Donald Trump’s proposal to shut down the nation’s borders to all Muslims — including Americans currently living abroad — could potentially lead to a swell of support for the presidential candidate, according to one political analyst.
"We have a whole bunch of Americans, Trump supporters — and his support I think will grow after this moment — who feel that no one is telling them the truth and no one is saying what is obvious to them," said political analyst Nicolle Wallace, a former communications director under President George W. Bush.
Trump on Monday called for a “total and complete shutdown of Muslims entering the United States,” a ban that would include tourists and even Muslim American citizens trying to return to the United States.

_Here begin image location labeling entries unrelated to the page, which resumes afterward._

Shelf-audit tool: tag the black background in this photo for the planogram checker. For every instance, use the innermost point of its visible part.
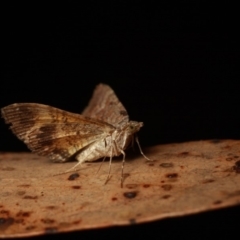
(174, 67)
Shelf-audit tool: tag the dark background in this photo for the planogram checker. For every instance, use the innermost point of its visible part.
(174, 67)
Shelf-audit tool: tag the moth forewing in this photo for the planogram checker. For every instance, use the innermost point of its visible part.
(103, 129)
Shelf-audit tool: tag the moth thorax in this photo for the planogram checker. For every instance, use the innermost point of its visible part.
(134, 126)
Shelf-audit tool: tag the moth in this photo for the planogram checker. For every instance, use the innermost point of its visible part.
(102, 130)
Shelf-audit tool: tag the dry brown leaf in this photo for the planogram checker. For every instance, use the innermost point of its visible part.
(184, 178)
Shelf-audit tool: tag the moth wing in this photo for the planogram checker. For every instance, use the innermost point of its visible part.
(105, 106)
(52, 132)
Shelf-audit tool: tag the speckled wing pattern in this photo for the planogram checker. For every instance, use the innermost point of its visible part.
(52, 132)
(105, 106)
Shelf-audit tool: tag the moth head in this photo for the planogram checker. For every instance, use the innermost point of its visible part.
(134, 126)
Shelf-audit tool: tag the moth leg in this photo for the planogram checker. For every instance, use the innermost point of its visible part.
(110, 160)
(105, 142)
(140, 149)
(123, 162)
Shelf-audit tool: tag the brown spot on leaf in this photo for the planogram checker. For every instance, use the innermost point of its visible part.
(215, 141)
(167, 187)
(50, 230)
(131, 186)
(207, 181)
(7, 169)
(130, 194)
(47, 221)
(24, 185)
(172, 175)
(73, 176)
(20, 193)
(29, 228)
(5, 223)
(4, 212)
(166, 165)
(23, 214)
(51, 207)
(77, 222)
(132, 221)
(166, 196)
(30, 197)
(183, 154)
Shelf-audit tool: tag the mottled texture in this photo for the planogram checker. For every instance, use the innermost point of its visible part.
(34, 202)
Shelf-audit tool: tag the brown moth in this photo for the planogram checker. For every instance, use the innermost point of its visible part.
(102, 130)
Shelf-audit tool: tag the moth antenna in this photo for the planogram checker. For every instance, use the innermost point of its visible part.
(123, 162)
(140, 149)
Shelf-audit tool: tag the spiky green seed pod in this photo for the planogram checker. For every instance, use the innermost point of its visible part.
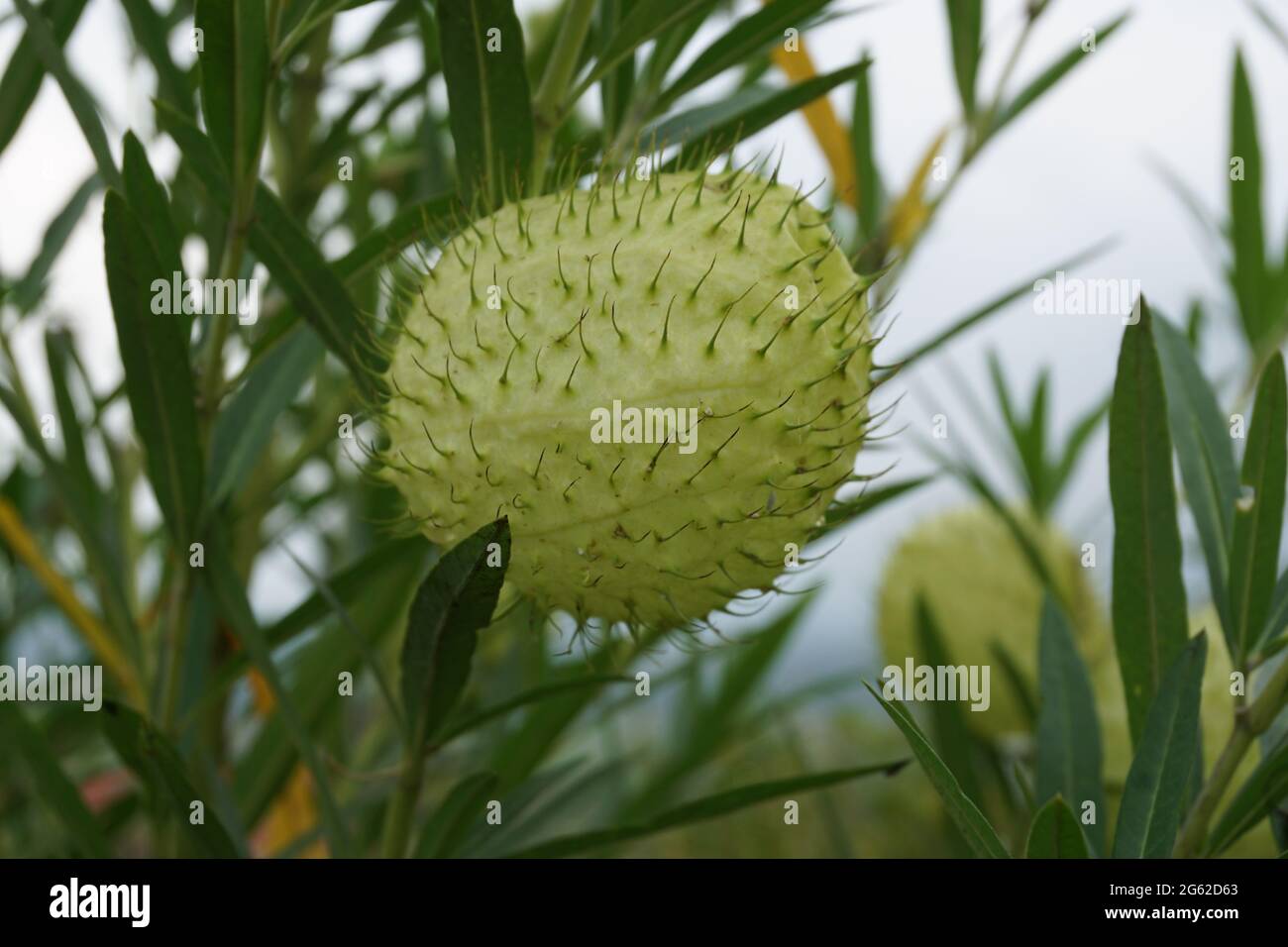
(1216, 707)
(722, 295)
(980, 587)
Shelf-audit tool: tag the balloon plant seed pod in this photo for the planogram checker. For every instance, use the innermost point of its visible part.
(662, 384)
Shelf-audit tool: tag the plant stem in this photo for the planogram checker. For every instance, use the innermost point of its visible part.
(548, 105)
(403, 804)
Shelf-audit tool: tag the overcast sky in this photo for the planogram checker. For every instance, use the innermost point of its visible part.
(1073, 170)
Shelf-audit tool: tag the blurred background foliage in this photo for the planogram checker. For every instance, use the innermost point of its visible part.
(217, 699)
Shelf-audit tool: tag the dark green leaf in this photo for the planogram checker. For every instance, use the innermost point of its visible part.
(455, 600)
(965, 29)
(230, 596)
(54, 789)
(235, 80)
(245, 427)
(1247, 230)
(1256, 799)
(1150, 622)
(965, 814)
(158, 375)
(1260, 512)
(50, 50)
(464, 806)
(487, 93)
(1068, 735)
(1048, 77)
(155, 761)
(1055, 832)
(719, 125)
(27, 291)
(21, 80)
(1166, 750)
(1206, 459)
(702, 810)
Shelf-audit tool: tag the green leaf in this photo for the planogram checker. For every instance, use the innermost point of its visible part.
(535, 694)
(50, 50)
(161, 770)
(965, 814)
(1206, 459)
(53, 789)
(1150, 622)
(230, 596)
(1260, 512)
(455, 600)
(745, 112)
(983, 312)
(1155, 792)
(158, 375)
(488, 98)
(22, 76)
(245, 427)
(953, 740)
(844, 512)
(1055, 832)
(1256, 799)
(27, 292)
(965, 27)
(235, 80)
(647, 20)
(870, 200)
(292, 258)
(1068, 735)
(1248, 273)
(151, 31)
(746, 39)
(702, 809)
(151, 204)
(464, 806)
(1048, 77)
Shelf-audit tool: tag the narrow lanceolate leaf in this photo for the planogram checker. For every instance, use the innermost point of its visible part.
(29, 290)
(1068, 733)
(747, 38)
(21, 80)
(153, 33)
(1147, 592)
(1055, 832)
(464, 808)
(965, 814)
(488, 97)
(1258, 512)
(455, 600)
(965, 29)
(151, 204)
(745, 112)
(233, 78)
(703, 809)
(1206, 459)
(1256, 799)
(1166, 751)
(1247, 232)
(54, 789)
(1052, 75)
(51, 53)
(245, 427)
(155, 761)
(158, 375)
(647, 20)
(948, 716)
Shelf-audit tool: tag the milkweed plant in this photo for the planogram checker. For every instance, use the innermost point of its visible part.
(541, 376)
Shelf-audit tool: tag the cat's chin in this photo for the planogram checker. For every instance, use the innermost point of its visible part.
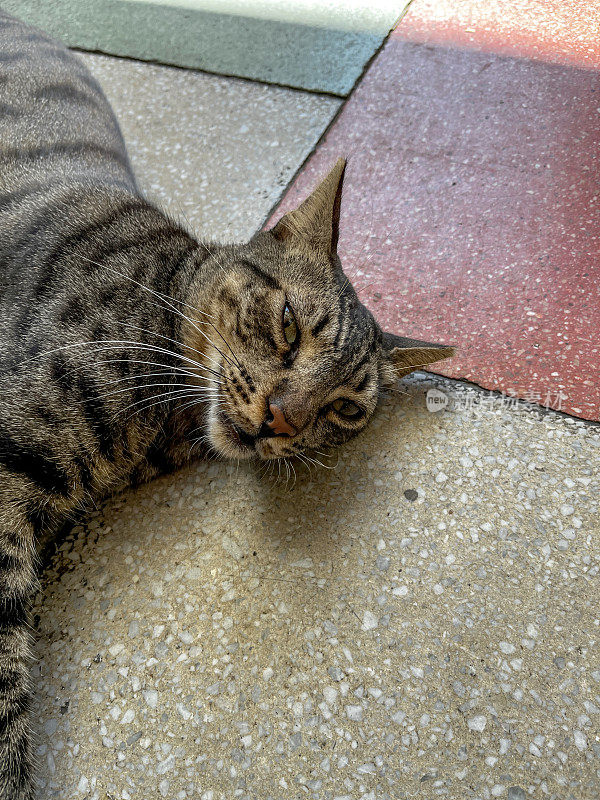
(227, 439)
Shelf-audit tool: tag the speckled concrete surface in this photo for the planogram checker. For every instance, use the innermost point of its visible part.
(472, 211)
(216, 152)
(419, 621)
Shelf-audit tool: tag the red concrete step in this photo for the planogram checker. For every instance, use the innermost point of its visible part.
(471, 212)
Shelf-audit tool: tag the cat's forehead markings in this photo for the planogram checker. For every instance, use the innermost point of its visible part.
(322, 323)
(259, 272)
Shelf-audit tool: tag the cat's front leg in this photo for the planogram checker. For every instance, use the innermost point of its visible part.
(18, 582)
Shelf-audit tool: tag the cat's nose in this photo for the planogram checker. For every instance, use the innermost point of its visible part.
(278, 424)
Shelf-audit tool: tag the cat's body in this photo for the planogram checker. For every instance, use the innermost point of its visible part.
(113, 320)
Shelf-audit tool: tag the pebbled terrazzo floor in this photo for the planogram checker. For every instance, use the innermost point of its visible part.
(419, 621)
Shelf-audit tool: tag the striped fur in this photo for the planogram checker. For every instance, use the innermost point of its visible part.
(126, 346)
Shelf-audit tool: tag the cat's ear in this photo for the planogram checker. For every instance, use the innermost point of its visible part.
(316, 222)
(401, 356)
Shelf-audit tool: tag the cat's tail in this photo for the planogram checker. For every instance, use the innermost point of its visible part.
(18, 582)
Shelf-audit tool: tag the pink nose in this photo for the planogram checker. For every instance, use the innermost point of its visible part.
(279, 424)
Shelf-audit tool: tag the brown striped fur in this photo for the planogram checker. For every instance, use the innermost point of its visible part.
(126, 346)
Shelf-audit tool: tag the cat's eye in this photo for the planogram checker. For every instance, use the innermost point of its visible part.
(290, 326)
(346, 408)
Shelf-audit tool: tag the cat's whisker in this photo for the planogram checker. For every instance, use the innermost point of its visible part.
(161, 336)
(168, 397)
(169, 300)
(152, 386)
(111, 344)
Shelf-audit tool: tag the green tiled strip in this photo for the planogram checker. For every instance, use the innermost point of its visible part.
(299, 44)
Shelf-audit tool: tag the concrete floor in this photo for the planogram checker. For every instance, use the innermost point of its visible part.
(418, 621)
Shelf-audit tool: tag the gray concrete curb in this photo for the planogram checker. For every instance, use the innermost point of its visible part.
(318, 50)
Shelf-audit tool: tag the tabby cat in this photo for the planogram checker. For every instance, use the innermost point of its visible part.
(126, 345)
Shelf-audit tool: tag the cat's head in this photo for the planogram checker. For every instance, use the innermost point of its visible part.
(299, 361)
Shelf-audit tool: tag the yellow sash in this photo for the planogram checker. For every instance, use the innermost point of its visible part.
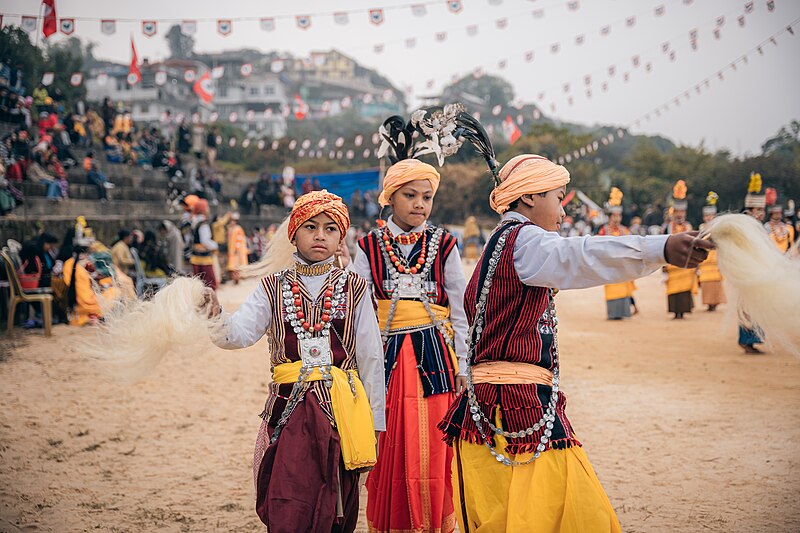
(412, 314)
(351, 412)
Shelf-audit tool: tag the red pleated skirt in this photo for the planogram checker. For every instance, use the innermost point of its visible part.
(410, 489)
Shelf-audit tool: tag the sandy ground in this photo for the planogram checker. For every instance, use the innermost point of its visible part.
(685, 432)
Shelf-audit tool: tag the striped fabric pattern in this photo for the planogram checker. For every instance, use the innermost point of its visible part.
(436, 370)
(283, 345)
(518, 328)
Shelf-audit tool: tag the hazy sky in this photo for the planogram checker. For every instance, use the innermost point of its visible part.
(739, 113)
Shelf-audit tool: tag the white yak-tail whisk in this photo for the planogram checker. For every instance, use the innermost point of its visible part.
(766, 282)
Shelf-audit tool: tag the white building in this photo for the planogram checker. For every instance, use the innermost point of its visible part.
(147, 100)
(256, 103)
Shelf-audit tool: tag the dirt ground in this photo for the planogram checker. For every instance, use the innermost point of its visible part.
(686, 433)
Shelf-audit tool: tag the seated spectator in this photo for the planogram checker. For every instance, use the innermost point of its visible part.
(38, 174)
(47, 123)
(113, 150)
(154, 261)
(61, 144)
(55, 168)
(95, 177)
(8, 194)
(247, 201)
(39, 96)
(39, 255)
(121, 252)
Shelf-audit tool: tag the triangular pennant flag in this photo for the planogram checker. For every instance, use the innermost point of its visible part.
(134, 73)
(376, 16)
(224, 27)
(149, 27)
(108, 26)
(189, 27)
(67, 26)
(29, 24)
(49, 20)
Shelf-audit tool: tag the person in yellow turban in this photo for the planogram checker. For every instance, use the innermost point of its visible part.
(681, 281)
(519, 464)
(327, 396)
(619, 296)
(416, 275)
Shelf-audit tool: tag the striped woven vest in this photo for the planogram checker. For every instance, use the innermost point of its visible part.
(517, 328)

Trump defended his “common sense” proposal Tuesday on MSNBC’s "Morning Joe,"where he said his ban would be a “temporary move,” similar to proclamations President Franklin D. Roosevelt made against the Japanese, Germans and Italians Japanese during World War II.
But Trump’s typical interview style — in which he talks incessantly over anchors trying to ask him questions — led "Morning Joe" host host Joe Scarborough to cut to a commercial break.
“No, no, no, Donald, you got us to actually ask questions. You can't just talk," Scarborough said, before ultimately demanding that his producers “go to break, go to break.”
Earlier, on TODAY, Wallace said Trump has tapped into a base of people who have yet to be assured of their safety in the growing threat of terrorist acts.
"There are has been a void on both sides of the aisle of people who are willing to articulate the danger of the threat to this country," she said. "It’s not the 1.5 billion Muslims of the world, it’s radicalized terrorists."
Wallace noted that in contrast, President Bush, just days after the September 11 attacks, tried to calm the nation by holding an event at an Islamic center to "explain to the American people who the enemy is. The enemy is terrorism. The enemy is radicalized Islamic extremists."
MSNBC political correspondent Steve Kornacki agreed, saying Trump has tapped into "something that is going beyond the Republican base."
He pointed out that most polls are measuring a broader pool of potential voters who have thrown their support for Trump.